The rabbis draw from this story a lesson about arguments and disagreements. They teach that machloket l’shem shamayim, an argument for the sake of heaven, is how we uncover the truth and strengthen our commitments. “An argument for the sake of heaven will have lasting value, but an argument not for heaven’s sake will not endure. What is an example of an argument for heaven’s sake? The debates of Hillel and Shammai. What is an argument not for heaven’s sake? The rebellion of Korah and his associates.” (Avot 5:19)
Rabbis Hillel and Shammai did not agree on much. Hillel was forgiving and open-minded. Shammai was strict and demanding. The Jewish people required both rabbis. The Jewish people survived because of both of their schools of thought, the Jewish community was strengthened by their divergent interpretations. The truth was uncovered in their fiery debates and frequent disagreements. Hillel and Shammai shared a love of Torah and a devotion to the Jewish people. Both admired the other. These rabbis compromised for the sake of community.
And while I do not wish to return to my parent’s basement and what my imaginations have fashioned into a mythic past in which people only argued for heaven’s sake, I do feel that we have entered a new era in which SNL’s comedy skit has proven sadly prescient. It appears that we argue to destroy the other rather than learning from the debate and dialogue. Today it appears that ideology is more important than community, principles more important than country.

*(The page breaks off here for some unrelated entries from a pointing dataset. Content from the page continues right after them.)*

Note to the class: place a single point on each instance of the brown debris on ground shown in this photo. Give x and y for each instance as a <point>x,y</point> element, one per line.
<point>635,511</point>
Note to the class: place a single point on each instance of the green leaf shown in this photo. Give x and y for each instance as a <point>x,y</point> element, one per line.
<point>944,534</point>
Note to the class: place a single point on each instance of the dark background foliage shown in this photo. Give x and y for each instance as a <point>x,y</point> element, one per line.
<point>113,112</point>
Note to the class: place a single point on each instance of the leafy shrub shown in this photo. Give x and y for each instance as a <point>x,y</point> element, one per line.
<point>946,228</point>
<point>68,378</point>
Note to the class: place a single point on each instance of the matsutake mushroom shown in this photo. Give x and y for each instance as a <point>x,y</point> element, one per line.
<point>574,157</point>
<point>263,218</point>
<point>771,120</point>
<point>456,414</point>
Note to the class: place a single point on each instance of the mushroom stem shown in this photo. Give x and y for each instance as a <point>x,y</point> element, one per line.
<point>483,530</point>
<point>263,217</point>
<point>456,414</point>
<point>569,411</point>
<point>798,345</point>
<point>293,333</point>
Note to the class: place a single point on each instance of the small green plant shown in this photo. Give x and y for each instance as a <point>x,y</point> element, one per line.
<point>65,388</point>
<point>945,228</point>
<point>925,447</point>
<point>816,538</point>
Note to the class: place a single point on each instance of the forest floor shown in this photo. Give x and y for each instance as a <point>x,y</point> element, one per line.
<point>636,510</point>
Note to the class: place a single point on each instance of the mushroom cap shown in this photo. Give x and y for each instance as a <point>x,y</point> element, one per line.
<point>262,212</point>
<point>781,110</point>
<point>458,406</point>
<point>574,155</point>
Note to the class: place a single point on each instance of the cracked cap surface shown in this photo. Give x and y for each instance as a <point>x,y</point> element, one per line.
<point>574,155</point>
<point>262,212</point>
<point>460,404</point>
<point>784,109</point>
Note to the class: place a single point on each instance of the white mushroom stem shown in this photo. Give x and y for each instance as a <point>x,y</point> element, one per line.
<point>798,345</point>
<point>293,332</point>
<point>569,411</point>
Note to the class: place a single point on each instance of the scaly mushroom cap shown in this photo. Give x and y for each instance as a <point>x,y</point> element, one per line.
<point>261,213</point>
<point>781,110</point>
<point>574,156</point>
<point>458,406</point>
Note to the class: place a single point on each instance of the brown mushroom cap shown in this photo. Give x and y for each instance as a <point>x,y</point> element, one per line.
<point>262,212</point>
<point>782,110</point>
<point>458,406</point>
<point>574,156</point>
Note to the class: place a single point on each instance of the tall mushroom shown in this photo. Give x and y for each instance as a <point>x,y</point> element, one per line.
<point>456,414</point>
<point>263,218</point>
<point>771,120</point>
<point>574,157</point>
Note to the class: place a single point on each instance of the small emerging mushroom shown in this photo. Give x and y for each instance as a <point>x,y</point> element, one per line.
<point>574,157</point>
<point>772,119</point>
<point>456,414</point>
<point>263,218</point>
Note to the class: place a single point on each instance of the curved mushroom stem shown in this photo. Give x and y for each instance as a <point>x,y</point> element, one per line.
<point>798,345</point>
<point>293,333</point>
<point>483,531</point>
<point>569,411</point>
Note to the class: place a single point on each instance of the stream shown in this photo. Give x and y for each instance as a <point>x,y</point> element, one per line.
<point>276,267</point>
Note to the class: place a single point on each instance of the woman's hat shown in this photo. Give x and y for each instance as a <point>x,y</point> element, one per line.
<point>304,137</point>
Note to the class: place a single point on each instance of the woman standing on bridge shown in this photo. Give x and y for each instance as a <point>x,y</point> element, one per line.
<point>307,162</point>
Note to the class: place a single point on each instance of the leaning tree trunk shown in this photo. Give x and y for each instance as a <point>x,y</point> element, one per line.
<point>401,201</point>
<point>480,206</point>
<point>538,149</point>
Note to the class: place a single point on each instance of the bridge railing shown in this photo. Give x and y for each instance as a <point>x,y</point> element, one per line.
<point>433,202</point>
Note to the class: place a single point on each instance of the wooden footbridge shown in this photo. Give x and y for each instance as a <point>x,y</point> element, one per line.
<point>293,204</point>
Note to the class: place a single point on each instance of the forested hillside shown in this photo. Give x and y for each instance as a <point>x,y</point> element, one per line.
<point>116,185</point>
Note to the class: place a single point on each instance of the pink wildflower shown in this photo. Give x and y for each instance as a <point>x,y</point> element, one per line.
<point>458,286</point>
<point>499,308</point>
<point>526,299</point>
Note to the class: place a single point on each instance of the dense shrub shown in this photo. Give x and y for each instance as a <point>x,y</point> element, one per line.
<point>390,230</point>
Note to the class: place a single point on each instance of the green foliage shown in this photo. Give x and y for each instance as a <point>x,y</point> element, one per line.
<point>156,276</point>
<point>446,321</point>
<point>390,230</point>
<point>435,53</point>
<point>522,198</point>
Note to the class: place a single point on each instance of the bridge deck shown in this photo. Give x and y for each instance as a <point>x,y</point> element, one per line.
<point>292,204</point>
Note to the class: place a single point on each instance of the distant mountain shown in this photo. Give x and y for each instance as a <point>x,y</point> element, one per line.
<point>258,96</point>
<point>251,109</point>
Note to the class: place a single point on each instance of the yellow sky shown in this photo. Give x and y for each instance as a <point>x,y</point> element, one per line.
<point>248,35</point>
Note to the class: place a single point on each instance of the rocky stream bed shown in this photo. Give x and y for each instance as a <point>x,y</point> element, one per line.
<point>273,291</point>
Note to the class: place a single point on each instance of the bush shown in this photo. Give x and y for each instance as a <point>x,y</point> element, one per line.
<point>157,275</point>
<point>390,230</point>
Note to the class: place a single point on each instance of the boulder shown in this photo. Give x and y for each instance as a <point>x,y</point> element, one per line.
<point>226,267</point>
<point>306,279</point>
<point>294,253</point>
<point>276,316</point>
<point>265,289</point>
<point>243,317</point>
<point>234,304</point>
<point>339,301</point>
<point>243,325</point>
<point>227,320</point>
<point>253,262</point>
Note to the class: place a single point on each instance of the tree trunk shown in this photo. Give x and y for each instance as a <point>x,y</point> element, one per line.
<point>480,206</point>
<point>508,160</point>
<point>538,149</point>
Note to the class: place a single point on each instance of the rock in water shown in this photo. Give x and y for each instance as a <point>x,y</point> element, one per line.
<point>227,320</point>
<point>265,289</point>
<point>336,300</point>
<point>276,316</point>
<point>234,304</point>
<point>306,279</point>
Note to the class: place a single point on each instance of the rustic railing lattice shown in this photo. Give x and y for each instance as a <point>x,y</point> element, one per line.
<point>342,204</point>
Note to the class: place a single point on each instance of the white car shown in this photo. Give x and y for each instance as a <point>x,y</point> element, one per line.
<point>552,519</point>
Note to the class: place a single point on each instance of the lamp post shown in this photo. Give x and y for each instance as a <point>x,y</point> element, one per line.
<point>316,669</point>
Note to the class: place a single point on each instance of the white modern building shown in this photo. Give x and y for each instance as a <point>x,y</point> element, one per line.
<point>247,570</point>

We suggest that those who sit across from us, that those who disagree with us, do not love the United States, the State of Israel or the Jewish people. How many times do we say, “If you really loved Israel then you would not vote for… If you really loved the United States then you would vote for…” Such statements are not arguments. They are attacks. Such exclamations do not lead to uncovering of truths, but instead to its unraveling.
I hold different commitments than I did when I sat watching SNL. I have changed my views. Why? Because I was open to the opinions of others. I did not turn away from disagreement. I listened to those I love and to those who share my passions. Why is it that changing one’s mind or adapting one’s views is viewed as betrayal and disloyalty rather than the badge of honor our community and nation require?
There are many ways to love the State of Israel. There are many ways to love the United States. There are even different ways to love the Jewish community. I do not hold a cornerstone on truth. It is instead teased out in discussion and dialogue.
We have a choice to make. We can be like Korah and Moses or instead Hillel and Shammai. If we refuse to sit across the table from those with whom we passionately disagree then we cut ourselves off from learning.
Truth can only emerge through loving disagreements.
On a tragic note we join together in sadness and prayer for the community of Charleston in which a gunman murdered nine people while praying in church. We pray for those injured, murdered and grieving. We join together as well as in indignation, and even anger, that we live in an age in which schools and houses of worship are not the sanctuaries of safety and security that they should rightfully be. We must do more to safeguard our nation from such murderous hate.